One of my agents reports, “It is cold in Chicago!”  Duh!  It’s only April 29th .  Guess where it’s not cold.  Yup, San Diego; as our President reminds us every day, choices have consequences.  It was a balmy 92o at my house today.


I heard an echo reflected off the wall somewhere that the Supreme Court will look into the definition of marriage.  Other than, “I don’t care!” my reaction is this:  When I was a young tot, marriage was a legal status that allowed a man and woman to share a domicile and engage in coitus.  If persons were not married, said behaviors were illegal.  Then, sometime during the Viet Nam War (yes, I blame the communists), society’s axis changed and the legal onus on non-marrieds was removed.  So as there is no real penalty associated with co-habitation (aka shacking up) in the postmodern era, let’s just can it as a legal status and return the sacrament of marriage back to its religious roots.  Each denomination can perform the ceremony over whomever they choose.  If one is in a gay relationship and can find a minister that will perform the ceremony, then they are married.  Make family oriented tax treatments based on children in the household and not on marital status.  I’m sure such a stand will alienate some traditionalists out there.  But I’m just tired of hearing about it.  And if we don’t let everyone have their way, they’re just going to keep whining about it. Oh, I draw the line at goats.  Goats cannot enter into a marriage.  Sheep?  Well, I’m not so sure.  Baa-baa!

Wednesday, April 22, 2015

The Forgotten Holiday!


Although it is celebrated on July 4th   (1776) as the birthday of our nation, the truth is the date is not correct.  The Declaration of Independence was approved by vote of the Continental Congress on July 2nd, and the document was actually signed on July 6th.  Furthermore, it did not establish the United States of America, rather it was a letter enumerating grievances and severing colonial ties penned to King George III (of England).



Last Sunday was April 19th.  There are a few of you (greetings, fellow patriots) who immediately recognize that date as truly important.  If you watched, read or listened to the news, no one can blame you if Oklahoma City or Waco, Texas sprung to mind.  But those are really afterthoughts that tragically taint the day.  Arguably the most important event in our nation’s history occurred on April 19th, 1775.

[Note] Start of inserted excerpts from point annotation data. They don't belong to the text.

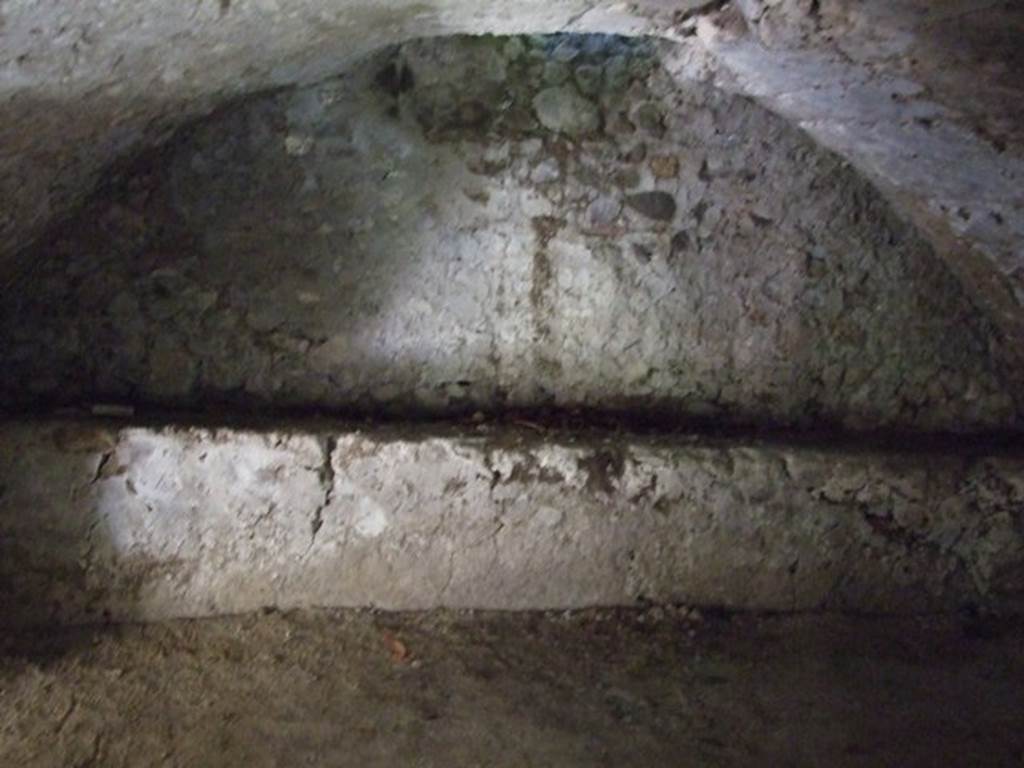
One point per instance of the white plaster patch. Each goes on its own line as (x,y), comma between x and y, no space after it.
(371,519)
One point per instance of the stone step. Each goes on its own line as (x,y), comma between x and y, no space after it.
(100,519)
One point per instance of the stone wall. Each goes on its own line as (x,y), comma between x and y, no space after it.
(492,223)
(148,522)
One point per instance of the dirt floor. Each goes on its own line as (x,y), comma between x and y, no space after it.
(662,687)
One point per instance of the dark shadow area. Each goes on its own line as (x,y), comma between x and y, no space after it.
(501,225)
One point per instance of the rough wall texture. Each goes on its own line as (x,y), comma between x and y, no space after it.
(919,95)
(147,523)
(504,222)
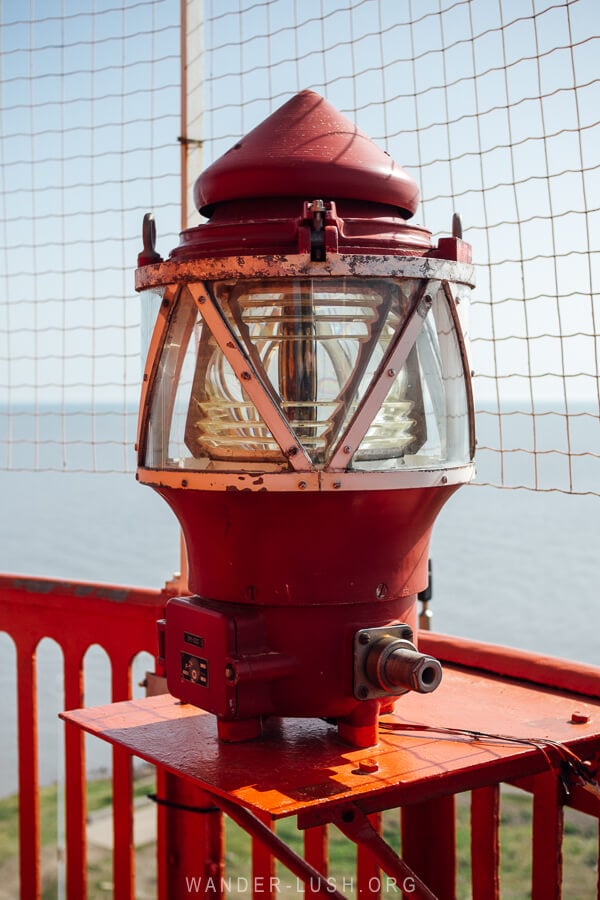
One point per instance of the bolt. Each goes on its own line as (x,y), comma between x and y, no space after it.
(367,766)
(229,672)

This year marks the 240th anniversary of the Battles of Lexington and Concord (Middlesex County, Massachusetts).  The serious events that occurred on that day were truly the furnace in which our national culture was forged. 

In response to the Boston Tea Party, the British took over governance of the Colony of Massachusetts.  To counter, the Colonials formed an illegal, shadow government.  Among their actions, create militias, drill and remove weapons to secret cache areas.  Of course, the first overt act of the British was to initiate confiscation of weapons from the Colonials at Concord.

The Colonials’ intelligence network uncovered British plans to march on Concord, Mass.  During the night of April 18th, deployment of the British troops was observed which precipitated the midnight rides of Paul Revere (very famous) and William Dawes (much lost to history) to effectively warn the residents of Lexington and other towns of the imminent Redcoat incursion.

William Dawes




  






  


A citizen militia met the advancing troops at Lexington where the first shots of the revolution were fired, and ground blooded, at about dawn on April 19th 1775.  Casualties were suffered by both sides but the superior British force continued on its mission to search for contraband (weapons) at Concord.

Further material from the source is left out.